君を守る陰になりたい【Ansyalシリーズ 憲編】


「まぁまぁ、かっちりと正装して来てくださって。
 どうしましょう、お父さん私たち普段着だわ」

そう言いながら奥に視線を向けると、叔父さんが暖簾を潜って
ゆっくりと玄関の方へと歩いてきた。


「睦樹さん、咲空良さん、紀天君、そして君が尊夜君だったかな。
 どうぞ、中にお入りください。

 晃子、お茶を頼むよ」

「えぇ、ただいま」


晃穂の両親の言葉の後、俺たちは家の中へとお邪魔する。
通されたリビング。

何度もガキの頃から遊びに来ていた家のはずなのに、
今日は緊張からか何時もと違ったふうにも感じる。


促されるままにリビングのソファーへと順に腰掛けると、
珈琲を運んできた小母さんも、小父さんの隣にゆっくりと腰をおろした。



「改めまして、本日はこのような場を頂戴いたしまして心よりお礼申し上げます。
 紀天、後はお前が話しなさい」


父さんにそう言ってふられた後、俺はゆっくりと深呼吸をして緊張を逃がしてから
小父さんと小母さんを振り返った。



「今日は晃穂さんのお父様とお母様にお願いがあって、家族でお邪魔させて頂きました。
 まだプロポーズは出来ておりませんが現在、俺は……えっと……私は……晃穂さんと
 私のマンションで同棲している状況です。

 幼い頃から一緒に居るのが当たり前で、アルバムを見ても晃穂さんや、小父さんと小母さんがいない写真はないほどに
 ずっと家族ぐるみであたたかく交流して頂いていました。

 俺が……不器用すぎて、晃穂も……晃穂さんも不器用すぎて……つかず離れずな俺たちでした。

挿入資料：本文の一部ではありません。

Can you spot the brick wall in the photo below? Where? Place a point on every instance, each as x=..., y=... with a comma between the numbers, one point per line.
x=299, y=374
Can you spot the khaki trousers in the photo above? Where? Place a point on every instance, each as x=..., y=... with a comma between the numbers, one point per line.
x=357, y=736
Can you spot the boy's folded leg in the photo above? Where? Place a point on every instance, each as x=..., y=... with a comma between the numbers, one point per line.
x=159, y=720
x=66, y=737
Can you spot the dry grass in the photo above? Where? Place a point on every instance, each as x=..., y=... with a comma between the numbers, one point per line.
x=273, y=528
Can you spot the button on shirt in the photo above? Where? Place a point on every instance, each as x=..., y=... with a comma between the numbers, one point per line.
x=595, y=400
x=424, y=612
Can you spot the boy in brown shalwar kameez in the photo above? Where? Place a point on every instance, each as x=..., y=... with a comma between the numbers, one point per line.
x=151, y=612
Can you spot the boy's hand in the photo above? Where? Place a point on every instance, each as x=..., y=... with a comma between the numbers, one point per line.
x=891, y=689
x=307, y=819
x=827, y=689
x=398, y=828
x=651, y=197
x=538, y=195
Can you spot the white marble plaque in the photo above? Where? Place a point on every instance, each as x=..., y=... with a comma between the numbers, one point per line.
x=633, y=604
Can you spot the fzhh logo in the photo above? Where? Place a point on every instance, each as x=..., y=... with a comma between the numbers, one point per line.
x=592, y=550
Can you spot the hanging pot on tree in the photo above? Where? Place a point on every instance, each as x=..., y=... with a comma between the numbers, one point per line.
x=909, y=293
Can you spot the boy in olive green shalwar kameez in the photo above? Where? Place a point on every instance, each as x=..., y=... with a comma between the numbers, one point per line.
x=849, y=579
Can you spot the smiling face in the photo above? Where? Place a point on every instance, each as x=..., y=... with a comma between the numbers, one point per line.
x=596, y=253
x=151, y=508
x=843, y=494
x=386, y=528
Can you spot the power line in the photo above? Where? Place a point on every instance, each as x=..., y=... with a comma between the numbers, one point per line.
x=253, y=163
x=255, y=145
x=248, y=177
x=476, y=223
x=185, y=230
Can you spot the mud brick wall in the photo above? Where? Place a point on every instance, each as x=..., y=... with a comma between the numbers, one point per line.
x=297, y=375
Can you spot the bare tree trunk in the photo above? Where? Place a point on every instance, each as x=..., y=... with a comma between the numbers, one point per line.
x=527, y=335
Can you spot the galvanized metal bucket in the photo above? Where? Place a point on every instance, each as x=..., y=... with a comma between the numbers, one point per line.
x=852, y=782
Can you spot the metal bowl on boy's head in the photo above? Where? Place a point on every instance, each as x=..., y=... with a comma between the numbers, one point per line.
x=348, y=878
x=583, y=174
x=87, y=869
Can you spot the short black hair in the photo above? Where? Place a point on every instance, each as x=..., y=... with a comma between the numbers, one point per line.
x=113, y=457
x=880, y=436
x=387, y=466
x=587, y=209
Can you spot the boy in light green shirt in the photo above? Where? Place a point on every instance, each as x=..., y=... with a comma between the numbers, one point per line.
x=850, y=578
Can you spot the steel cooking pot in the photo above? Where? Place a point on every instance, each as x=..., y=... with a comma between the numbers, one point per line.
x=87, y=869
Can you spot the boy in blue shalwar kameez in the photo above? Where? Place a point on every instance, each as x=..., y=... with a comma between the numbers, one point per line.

 けど……俺の気持ちは、多分、昔から変ってないんです。
 ずっと気が付かなかっただけで、自覚できなかっただけで、アイツと出逢ったときから過ごした数だけ恋に落ちてて……」



話してるうちに何を話しているのか、頭の中が混乱して呻きたくなるそんな感情を抑えて
俺はもう一度深呼吸を挟む。


「えっと……俺は晃穂にプロポーズしたいと思ってます。
 家族ぐるみではなくて、本当の家族になってもいいですか?」


言葉にした時には手遅れで、何というか情けないほどに締めが甘い。


沈黙が続いて、その空気が今は凄く重く長く感じる。

その沈黙に堪えられなくなって、逃げるように珈琲に手を伸ばして
一口飲むものの、カチャリと音を立てる食器の音にピクリとする。